Researchers led by Harvard Medical, School, Boston, MA, have reported that sleeve gastrectomy (SG) may have fewer complications requiring emergency care and hospitalization, especially as related to digestive system disease, compared to Roux-en-Y gastric bypass (RYGB) however, any acute care cost advantages of SG may wane over time.


Writing in the Annals of Surgery, they authors sought to compare acute care utilization and costs of the two procedures using a national insurance claims database. Patients were matched on age, sex, calendar-time, diabetes, and baseline acute care use. The researchers used adjusted Cox proportional hazards to compare acute care utilization and two-part logistic regression models to compare annual associated costs (odds of any cost, and odds of high costs, defined as ≥80th percentile), between SG and RYGB, overall and within several clinical categories.


The matched cohort included 4263 SG and 4520 RYGB patients.
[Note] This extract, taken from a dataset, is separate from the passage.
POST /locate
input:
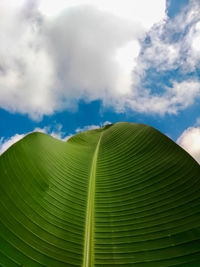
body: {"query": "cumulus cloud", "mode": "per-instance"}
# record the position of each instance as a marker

Up to 4 years after surgery, SG patients had slightly lower risk of ED visits [adjusted hazard ratio (aHR): 0.90; 95% confidence interval (CI): 0.85,0.96] and inpatient stays (aHR: 0.80; 95% CI: 0.73,0.88), especially for events associated with digestive-system diagnoses (ED aHR: 0.68; 95% CI: 0.62,0.75; inpatient aHR: 0.61; 95% CI: 0.53,0.72).


SG patients also had lower odds of high ED and high total acute costs (eg, year-1 acute costs adjusted odds ratio (aOR) 0.77; 95% CI: 0.66,0.90) in early follow-up. However, observed cost differences decreased by years 3 and 4 (eg, year-4 acute care costs aOR 1.10; 95% CI: 0.92,1.31).